Virtual Stores at NASA

This page collects worked examples of virtual store implementations, serving as a reference for virtual layer producers. Each example documents the data type, chosen approach, design decisions, and lessons learned.

Virtual Stores Inventory

Project	Dataset	Dataset location	Notebooks and Repos
PO.DAAC	10+ datasets	See Using Virtual Datasets	Virtual Data Set Starter Notebook
NSIDC	SMAP L4	10 years of SPL4SMGP — more coming soon	SPL4SMGP Notebook
VEDA	RASI	`s3://nasa-waterinsight/virtual-zarr-store/icechunk/RASI/`	Demo Notebook
VEDA	NLDAS-3	`s3://nasa-waterinsight/virtual-zarr-store/NLDAS-3-icechunk/`	Demo Notebook
VEDA	GEOS-CF
ASDC	TEMPO	`s3://asdc-prod-public/virtual-reference-docs/TEMPO_L3_V04_icechunk_for_202601/`	Demo Notebook
ASDC	PREFIRE	`s3://asdc-prod-public/virtual-reference-docs/PREFIRE_SAT2_3-SFC-SORTED-ALLSKY_R01/prefire-monthly-kerchunk_created20250819.json`	Demo Notebook
ASF	OPERA_L3_DISP-S1	See `RelatedUrls` with `"Format": "Zarr"` in C3294057315-ASF	Powers the OPERA Displacement Portal

Mature implementations

Characteristics:

Consistent spatial and temporal resolution across each variable
Uniform chunk grid and compression scheme across each variable
Chunk manifest generated at collection level, spanning many granules

Example 1: Consistently gridded data — PODAAC

Data type: Gridded ocean/atmosphere fields
Virtualization approach: Collection-level aggregated chunk manifests (Kerchunk)
Status: Production
Owners: Ed Armstrong and Dean Henze

Collection-level aggregated chunk manifests have been successfully implemented at PODAAC for consistently gridded Level 3 and 4 datasets. To date a total of ten PO.DAAC datasets have been virtualized as detailed in a chapter “Using Virtual Datasets” in the PO.DAAC online cookbook (https://podaac.github.io/tutorials/quarto_text/UsingVirtualDatasets.html).

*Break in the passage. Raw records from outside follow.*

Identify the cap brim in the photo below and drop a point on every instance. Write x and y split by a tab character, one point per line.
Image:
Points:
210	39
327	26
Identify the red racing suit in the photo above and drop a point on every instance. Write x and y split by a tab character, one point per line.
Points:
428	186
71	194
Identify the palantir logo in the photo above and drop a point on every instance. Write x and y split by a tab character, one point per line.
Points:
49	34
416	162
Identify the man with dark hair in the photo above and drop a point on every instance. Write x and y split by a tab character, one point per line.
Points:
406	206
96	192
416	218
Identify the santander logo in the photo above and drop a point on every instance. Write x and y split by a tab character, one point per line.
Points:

One of the primary advantages of using virtual data stores (VDS) is users can interact with entire logical datasets without any preprocessing. Users’ Jupyter notebooks and Python scripts can bypass the task of downloading, wrangling and merging data from many individual files.

Take for example one of PO.DAAC’s gridded sea surface temperature (SST) dataset called OSTIA from the GHRSST project. It contains >15,000 daily files from a 41 year time series and is over 11 TBs. Ideally, a single line of code would access all the variables in the dataset in neatly organized multidimensional arrays. In the OSTIA example, SST, SST uncertainty, and mask variables are 3 dimensional, with dimensions latitude, longitude, and time. In a nutshell, the PO.DAAC VDSs provide seamless access to subsetting of desired regions and time ranges across the entire collection of files. The VDSs improve access and computation without requiring users to download massive datasets and operate on them in a file-by-file method as traditional science workflows often do.

The PO.DAAC VDS implementation model represents a mature approach and is recommended as a baseline implementation for similar data types across other DAACs.

Example 2: OPERA displacement portal — ASF

Data type: Framed L3 radar line-of-site displacements
Virtualization approach: Granule chunk manifests (Kerchunk) and frame-level chunk manifests (Kerchunk)
Status: Production
Owners: Kim Fairbanks (technical poc), Kathleen Kristenson (portal), Cassandra Wagner (kerchunk ingest), Luca Cinquini (OPERA project)

The OPERA DISP-S1 products provide surface deformation time series data over much of North and Central America from 2016 onward. These products are Level-3 products derived from Sentinel-1 synthetic aperture radar (SAR) data, and are a powerful tool for identifying areas of subsidence and uplift. Many use cases for these products are time-series-based, where users want to understand the deformation pattern of that area through time. To meet this user need, the OPERA project and ASF DAAC developed the Opera Displacement Portal, which plots the short-wavelength displacement time series for any point location.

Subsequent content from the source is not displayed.